Bobby Wagner was an All-Pro in 2022, but that doesn’t mean he’ll break the bank in NFL free agency. The 11-year veteran will be playing for his third team in the past three seasons, and a change in defensive scheme and philosophy could mean very different results.
Tremaine Edmunds’ contract was expensive, but he’s a 24-year-old athletic phenom who went to a team with more money to play with than the federal reserve. Bobby Okereke could only manage $10 million in annual value, and the rest of the linebacking crop in free agency has seen little return so far in the process.
Wagner is still a good player. He’s an intelligent coverage defender and a strong downhill run defender. However, there is no denying that the 32-year-old isn’t quite as quick as he was in his prime.
Bobby Wagner Landing Spots
It wouldn’t be free agency over the past two cycles if the Cowboys weren’t flirting with the veteran linebacker.

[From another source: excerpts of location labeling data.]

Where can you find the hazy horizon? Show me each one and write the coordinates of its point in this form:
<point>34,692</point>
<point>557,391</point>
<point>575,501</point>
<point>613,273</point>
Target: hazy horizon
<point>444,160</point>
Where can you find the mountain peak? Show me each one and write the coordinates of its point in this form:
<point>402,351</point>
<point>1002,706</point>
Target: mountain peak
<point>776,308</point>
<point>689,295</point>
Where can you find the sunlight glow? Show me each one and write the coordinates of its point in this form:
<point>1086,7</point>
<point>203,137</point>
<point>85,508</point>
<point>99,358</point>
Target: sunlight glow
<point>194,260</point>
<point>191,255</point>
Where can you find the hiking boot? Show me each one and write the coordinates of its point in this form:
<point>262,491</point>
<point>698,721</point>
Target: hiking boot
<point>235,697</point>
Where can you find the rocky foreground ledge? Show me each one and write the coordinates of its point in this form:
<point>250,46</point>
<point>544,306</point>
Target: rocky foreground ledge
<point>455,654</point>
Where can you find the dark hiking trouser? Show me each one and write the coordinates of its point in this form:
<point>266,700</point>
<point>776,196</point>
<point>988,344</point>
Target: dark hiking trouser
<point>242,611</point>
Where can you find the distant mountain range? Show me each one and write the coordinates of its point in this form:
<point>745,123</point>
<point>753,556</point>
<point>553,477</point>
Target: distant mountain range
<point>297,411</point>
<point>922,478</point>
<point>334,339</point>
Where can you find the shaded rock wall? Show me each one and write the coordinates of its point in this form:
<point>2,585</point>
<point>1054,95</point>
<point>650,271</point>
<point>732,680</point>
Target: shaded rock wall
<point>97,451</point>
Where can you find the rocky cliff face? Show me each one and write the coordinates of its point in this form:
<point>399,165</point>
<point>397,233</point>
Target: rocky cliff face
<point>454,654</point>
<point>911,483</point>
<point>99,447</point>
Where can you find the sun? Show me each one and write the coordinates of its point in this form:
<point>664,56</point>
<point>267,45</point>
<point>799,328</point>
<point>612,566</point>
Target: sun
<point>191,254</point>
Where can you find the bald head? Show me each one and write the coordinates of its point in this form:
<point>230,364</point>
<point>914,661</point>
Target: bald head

However, Dallas re-signed Leighton Vander Esch on a two-year, $8 million deal. NFL Network reporter Jane Slater said, “As for Bobby Wagner, I’m told that’s probably out with the LVE deal done this evening.”

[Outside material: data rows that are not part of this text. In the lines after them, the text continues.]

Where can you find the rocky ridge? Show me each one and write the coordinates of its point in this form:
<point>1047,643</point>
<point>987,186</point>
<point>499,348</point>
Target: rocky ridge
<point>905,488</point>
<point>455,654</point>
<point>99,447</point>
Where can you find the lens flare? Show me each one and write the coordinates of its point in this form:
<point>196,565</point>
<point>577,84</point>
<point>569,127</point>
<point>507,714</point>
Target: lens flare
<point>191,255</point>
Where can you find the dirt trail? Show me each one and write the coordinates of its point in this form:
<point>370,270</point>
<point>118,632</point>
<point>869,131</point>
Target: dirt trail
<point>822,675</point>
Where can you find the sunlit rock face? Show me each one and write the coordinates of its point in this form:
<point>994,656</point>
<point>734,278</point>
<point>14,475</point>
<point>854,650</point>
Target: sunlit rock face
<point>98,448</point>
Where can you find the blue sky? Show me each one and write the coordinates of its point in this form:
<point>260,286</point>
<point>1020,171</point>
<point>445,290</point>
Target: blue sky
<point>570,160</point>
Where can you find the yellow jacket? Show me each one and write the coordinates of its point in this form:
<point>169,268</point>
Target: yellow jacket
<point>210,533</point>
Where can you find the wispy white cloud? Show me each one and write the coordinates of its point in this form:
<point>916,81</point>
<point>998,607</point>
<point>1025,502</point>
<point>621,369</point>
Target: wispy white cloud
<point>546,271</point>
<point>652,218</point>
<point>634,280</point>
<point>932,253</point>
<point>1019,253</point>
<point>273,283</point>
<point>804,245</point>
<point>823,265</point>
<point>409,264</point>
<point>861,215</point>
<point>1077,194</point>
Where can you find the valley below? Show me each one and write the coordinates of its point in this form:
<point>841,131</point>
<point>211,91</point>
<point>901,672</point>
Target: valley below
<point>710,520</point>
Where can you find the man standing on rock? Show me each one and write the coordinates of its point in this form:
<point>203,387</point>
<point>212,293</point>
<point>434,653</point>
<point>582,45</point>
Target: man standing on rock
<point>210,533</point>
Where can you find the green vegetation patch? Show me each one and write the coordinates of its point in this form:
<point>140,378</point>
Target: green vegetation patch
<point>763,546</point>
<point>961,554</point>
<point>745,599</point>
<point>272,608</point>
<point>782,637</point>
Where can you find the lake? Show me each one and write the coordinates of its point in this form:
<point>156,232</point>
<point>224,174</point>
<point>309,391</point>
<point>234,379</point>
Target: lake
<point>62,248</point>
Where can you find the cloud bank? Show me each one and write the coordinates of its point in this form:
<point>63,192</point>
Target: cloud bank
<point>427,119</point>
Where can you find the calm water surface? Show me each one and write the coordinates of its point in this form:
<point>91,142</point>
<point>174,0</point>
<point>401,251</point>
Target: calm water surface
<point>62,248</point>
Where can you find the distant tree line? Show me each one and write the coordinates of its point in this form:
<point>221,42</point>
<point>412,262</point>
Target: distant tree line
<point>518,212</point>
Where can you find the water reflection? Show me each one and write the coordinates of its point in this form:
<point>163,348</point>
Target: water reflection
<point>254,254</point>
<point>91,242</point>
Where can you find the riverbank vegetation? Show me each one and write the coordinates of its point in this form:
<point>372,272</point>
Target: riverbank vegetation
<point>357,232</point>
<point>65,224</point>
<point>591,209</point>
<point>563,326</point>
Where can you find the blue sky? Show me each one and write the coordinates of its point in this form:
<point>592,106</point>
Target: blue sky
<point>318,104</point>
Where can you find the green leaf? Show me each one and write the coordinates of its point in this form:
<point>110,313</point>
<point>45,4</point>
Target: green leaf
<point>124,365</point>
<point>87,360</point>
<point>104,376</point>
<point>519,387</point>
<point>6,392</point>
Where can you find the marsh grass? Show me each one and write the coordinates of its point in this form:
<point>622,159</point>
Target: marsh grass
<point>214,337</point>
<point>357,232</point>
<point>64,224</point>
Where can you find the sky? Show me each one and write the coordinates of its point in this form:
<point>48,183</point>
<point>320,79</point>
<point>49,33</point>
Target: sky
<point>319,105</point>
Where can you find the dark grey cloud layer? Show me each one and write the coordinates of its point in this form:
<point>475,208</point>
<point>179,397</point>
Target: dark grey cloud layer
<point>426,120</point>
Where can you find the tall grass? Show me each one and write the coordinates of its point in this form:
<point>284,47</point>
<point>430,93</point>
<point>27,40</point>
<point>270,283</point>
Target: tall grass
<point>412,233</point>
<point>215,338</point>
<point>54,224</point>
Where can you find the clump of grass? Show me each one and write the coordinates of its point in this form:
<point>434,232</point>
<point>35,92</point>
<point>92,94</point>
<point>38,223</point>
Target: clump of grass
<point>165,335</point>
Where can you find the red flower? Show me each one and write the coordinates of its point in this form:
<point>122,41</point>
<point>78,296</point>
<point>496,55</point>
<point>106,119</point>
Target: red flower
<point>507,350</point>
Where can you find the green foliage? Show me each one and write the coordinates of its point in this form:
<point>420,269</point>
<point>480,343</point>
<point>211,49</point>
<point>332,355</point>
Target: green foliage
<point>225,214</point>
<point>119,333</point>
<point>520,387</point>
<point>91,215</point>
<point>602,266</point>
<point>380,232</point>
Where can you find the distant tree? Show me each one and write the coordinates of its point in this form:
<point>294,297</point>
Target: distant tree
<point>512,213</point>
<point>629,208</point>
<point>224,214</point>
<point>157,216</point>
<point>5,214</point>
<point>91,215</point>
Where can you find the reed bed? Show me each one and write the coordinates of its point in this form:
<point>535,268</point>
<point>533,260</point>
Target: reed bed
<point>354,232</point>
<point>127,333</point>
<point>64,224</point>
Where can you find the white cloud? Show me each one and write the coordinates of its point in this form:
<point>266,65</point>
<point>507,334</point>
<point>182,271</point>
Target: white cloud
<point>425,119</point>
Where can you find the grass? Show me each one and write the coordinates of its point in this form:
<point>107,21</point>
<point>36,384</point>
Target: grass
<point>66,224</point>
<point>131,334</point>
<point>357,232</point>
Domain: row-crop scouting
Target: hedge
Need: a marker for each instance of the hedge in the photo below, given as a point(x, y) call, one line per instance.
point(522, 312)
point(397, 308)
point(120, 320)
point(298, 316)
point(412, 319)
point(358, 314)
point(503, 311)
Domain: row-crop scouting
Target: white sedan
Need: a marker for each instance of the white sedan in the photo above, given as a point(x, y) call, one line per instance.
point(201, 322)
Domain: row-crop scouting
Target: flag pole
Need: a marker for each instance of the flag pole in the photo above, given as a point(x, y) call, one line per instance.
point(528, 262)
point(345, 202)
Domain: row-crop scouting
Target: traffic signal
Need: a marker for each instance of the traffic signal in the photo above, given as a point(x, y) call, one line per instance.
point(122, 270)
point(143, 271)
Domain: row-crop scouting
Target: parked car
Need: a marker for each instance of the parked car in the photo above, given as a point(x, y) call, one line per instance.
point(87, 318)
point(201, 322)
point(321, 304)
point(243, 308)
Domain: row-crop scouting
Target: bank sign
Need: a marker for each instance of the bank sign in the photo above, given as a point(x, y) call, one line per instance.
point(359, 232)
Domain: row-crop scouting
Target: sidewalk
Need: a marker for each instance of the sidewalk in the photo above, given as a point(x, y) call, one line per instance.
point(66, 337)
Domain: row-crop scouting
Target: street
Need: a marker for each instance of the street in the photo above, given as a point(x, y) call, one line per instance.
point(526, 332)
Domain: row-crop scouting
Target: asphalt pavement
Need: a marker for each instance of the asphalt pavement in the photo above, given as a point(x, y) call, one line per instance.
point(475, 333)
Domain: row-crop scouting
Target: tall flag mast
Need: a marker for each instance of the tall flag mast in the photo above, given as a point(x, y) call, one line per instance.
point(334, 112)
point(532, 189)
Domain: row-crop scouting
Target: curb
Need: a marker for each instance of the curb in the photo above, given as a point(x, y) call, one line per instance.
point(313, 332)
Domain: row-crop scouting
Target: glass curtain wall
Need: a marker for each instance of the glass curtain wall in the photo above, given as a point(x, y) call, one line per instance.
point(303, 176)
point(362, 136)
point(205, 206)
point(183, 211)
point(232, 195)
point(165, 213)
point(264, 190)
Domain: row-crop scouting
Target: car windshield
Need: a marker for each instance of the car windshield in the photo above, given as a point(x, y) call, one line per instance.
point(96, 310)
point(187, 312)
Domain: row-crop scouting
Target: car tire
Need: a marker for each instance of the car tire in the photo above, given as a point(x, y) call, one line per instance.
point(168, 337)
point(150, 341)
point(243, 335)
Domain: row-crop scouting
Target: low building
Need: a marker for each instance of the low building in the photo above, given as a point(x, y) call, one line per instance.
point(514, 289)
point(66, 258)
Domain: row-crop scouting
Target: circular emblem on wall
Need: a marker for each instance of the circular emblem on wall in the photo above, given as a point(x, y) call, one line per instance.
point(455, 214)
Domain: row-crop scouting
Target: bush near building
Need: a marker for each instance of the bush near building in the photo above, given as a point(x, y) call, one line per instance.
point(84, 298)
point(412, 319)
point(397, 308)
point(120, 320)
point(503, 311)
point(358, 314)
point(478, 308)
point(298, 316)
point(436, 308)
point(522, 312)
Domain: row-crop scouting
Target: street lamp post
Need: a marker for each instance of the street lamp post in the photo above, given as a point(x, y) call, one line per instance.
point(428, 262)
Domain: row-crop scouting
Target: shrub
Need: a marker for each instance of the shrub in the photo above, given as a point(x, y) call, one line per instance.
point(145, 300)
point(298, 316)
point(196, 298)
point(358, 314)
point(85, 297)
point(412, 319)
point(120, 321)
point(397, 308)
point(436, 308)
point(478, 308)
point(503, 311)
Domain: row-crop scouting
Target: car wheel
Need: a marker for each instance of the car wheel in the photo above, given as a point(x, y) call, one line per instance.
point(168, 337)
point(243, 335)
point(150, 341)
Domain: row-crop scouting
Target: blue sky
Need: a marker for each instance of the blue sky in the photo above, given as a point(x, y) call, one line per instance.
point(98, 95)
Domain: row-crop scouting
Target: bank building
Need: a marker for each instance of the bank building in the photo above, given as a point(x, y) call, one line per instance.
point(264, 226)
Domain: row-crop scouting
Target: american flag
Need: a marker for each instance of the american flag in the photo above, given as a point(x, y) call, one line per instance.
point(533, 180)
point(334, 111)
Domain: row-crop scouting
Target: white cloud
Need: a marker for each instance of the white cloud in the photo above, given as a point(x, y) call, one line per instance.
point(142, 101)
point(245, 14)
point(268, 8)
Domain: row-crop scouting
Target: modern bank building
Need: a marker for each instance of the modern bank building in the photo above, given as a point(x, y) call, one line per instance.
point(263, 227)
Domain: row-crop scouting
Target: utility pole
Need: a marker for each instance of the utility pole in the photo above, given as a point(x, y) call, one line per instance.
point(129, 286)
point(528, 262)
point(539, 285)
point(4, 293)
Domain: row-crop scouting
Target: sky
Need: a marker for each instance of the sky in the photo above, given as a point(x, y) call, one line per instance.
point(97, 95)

But that doesn’t mean the Cowboys should be out on the veteran linebacker. Stephon Gilmore is 32. Trevon Diggs will be searching for a contract extension shortly, and there’s no guarantee that Dan Quinn will make it through another head coaching cycle as the Cowboys’ defensive coordinator; 2023 is as good a year as any to go all out.
Damone Clark miraculously returned from spinal fusion surgery to play football in 2022. Still, he didn’t show enough promise late in the season to preclude Dallas from looking at a short-term option besides Vander Esch. Wagner has a history with Quinn and has already shown to be a fit in different systems in the NFL.
Could there be a potential reunion in Seattle for Wagner? ESPN’s Ed Werder confirmed the Cowboys’ interest before re-signing Vander Esch and also said, “Seahawks interested too. Source tells me Wagner decision not imminent as both seek to determine his current value.”
Seattle already saw Cody Barton leave in free agency, and they did not place a tender on Tanner Muse. Wagner was a cap casualty for Seattle a season ago, but in a dried-up linebacker market, the last remaining member of the Legion of Boom defense could return home.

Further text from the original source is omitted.